The French Fry Connection

Richard Read

Photos by Kathryn Osker
The Oregonian   October 18, 1998, Sidebar

Maintaining the Old Ways, Doing Business in the New

Hutterites are unlikely traders with Asia, but their culture may help them survive chaos

ARDEN, Wash.—When Martha Wollman gets married in January, she won’t receive a ring. Hutterites don’t wear jewelry, play music or dance.

But if her fiancé’s Hutterite colony in Saskatchewan needs someone to drive a cherry picker, to sew clothes or to cook dinner for 100, Wollman can pitch in. She’s used to putting the community first in everything she does.

Gloria Wollman, 7, hugs Alexander Wollman, 1, as his mother, Dora Wollman, watches during a break from cooking at the Hutterite colony near Warden, Wash. The colony’s 80 members live traditionally but harness high technology as they produce potatoes for Asia’s middle class a half a world away.

“It’s an abnormal way of thinking, that you’re working for the love of the Lord and for your neighbor,” says Frieda Gross, Wollman’s co-worker along a conveyer belt that carries seed potatoes for planting. “That’s why it would be hard for an outsider to join.”

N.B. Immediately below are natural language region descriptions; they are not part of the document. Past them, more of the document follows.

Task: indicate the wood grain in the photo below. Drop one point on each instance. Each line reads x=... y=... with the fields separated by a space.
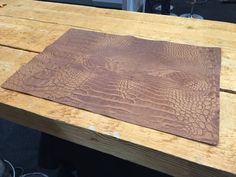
x=31 y=25
x=164 y=152
x=160 y=85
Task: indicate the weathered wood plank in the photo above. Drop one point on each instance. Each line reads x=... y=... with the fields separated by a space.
x=164 y=152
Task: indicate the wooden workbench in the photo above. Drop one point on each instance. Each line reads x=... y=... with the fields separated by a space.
x=27 y=27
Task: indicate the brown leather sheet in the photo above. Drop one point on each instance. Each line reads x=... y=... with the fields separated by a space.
x=165 y=86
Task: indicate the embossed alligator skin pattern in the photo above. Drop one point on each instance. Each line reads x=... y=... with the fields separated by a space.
x=165 y=86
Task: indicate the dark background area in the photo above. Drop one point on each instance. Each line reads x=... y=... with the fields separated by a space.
x=19 y=144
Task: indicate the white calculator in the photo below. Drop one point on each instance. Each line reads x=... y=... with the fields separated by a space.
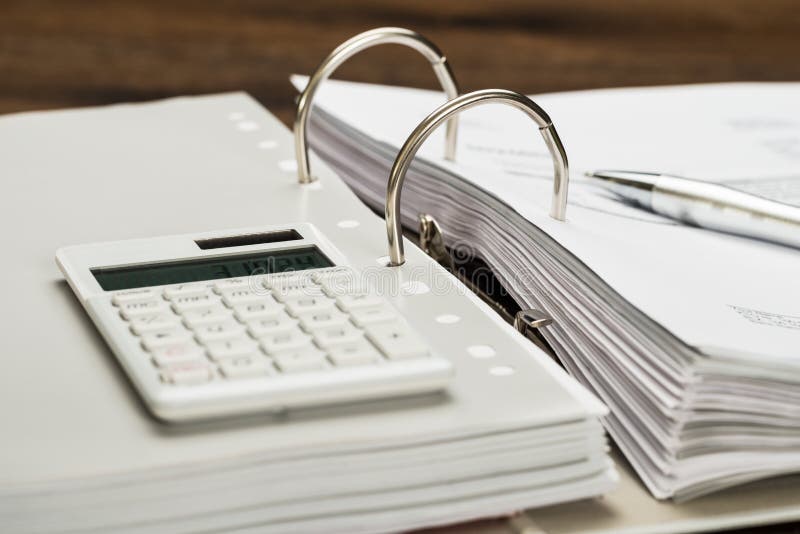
x=209 y=325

The sect’s leader and namesake, Jakob Hutter, was burned at the stake in Innsbruck, in what is now Austria, in 1536. Living and working communally, Hutterites have survived imprisonment, torture and exile in the centuries since. The Hutterian Brethren in Warden, a tiny Washington farm community southeast of Moses Lake, view Asia’s economic storm as a setback to be overcome through hard work.

The Hutterites might be isolated geographically and culturally, but they depend heavily on Asia as a huge market for french fries. Members of the Wollman and Gross families maintain the old ways while adapting to the new, profiting from fast-food sales half a world away.

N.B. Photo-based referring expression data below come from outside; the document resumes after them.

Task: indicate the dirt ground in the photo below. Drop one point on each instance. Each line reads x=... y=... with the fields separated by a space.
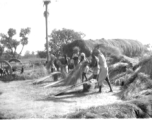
x=21 y=99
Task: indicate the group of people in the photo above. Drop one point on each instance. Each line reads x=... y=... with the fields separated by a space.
x=96 y=63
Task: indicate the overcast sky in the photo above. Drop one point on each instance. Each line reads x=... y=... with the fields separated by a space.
x=124 y=19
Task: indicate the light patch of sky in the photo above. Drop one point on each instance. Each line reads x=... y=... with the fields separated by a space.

Amid the economic chaos, the colony remains serene. Hutterites are, and have always been, survivors. They personify the qualities—specialization, efficiency, adaptability and resourcefulness—essential to the success of any business in times of global upheaval.

From a distance, the secluded “bruderhof”—literally, “place where brothers dwell”—is a scene from a Bavarian watercolor. Tall Lombardy poplars mark the northern and eastern borders of the 40-acre colony, built from scratch since 1970. On a sunny day, Mount Rainier and the Olympics just clear the flat western horizon.

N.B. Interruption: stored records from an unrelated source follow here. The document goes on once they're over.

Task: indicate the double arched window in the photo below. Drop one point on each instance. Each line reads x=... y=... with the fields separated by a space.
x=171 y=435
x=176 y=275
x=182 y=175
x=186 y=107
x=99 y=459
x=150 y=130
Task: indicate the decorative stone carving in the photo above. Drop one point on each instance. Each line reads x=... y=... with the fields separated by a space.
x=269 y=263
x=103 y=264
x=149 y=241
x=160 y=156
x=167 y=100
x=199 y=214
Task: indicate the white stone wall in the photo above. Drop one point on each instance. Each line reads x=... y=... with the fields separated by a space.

The 80 members live an austere life, holding possessions in common, raising their own food and speaking a Tirolean dialect of German. They hold sermons in contemporary High German and speak English more with a lilt than an accent.

Hutterites, like the Mennonites and Amish, are Christians who split from the Catholic church. They reject infant baptism, recognizing only adult declaration of faith.

Pacifists, the Hutterites came to the United States in 1873 from Russia, where authorities had tried to force them into the military. They fled to Canada during World War I, returning to the United States in the 1930s. About 25,000 Hutterites inhabit about 400 colonies throughout America.

Families live in simple row houses. Children attend a one-room school in the colony’s church; they graduate from high school to farm work. Adults eat hearty meat-and-potatoes meals together, men on one side of the colony’s dining room and women on the other.

Jake Wollman, Martha Wollman’s uncle and corporate president of the colony, explains that the men run the colony. “Yes, we believe the man’s the head of the house,” a woman chimes in, “but sometimes he has the woman’s permission to say so.”

Hutterites carry credit cards. But they don’t buy fancy cars or anything substantial for themselves. Vacations consist of trips to other colonies.

Some Hutterites read newspapers. They don’t have televisions.

Yet personal computers, increasingly necessary for work and education, bring the Internet to the bruderhof. Outside temptations grow.

“We always worry that things on the outside world will overweigh what we have to offer,” Jake Wollman says. “If you want to see heartbroken mothers and fathers, it’s when they lose one to the outside.”

Most locals seem to get along with the brethren, calling them “Hooterites,” or simply, “the Hoots.” Many admit to some jealousy of the Hutterites’ success and of their continued expansion.

Others grumble that the Hutterites don’t withhold payroll taxes because labor is communal. But the Hutterites point out that they do pay property and business taxes, passing up a religious exemption.

Hutterites readily acknowledge that their way of life isn’t for everyone. And they have a tolerant view of those who choose another way. “You don’t have to be a Hutterite,” says farm boss Eli Wollman, “to get to heaven.”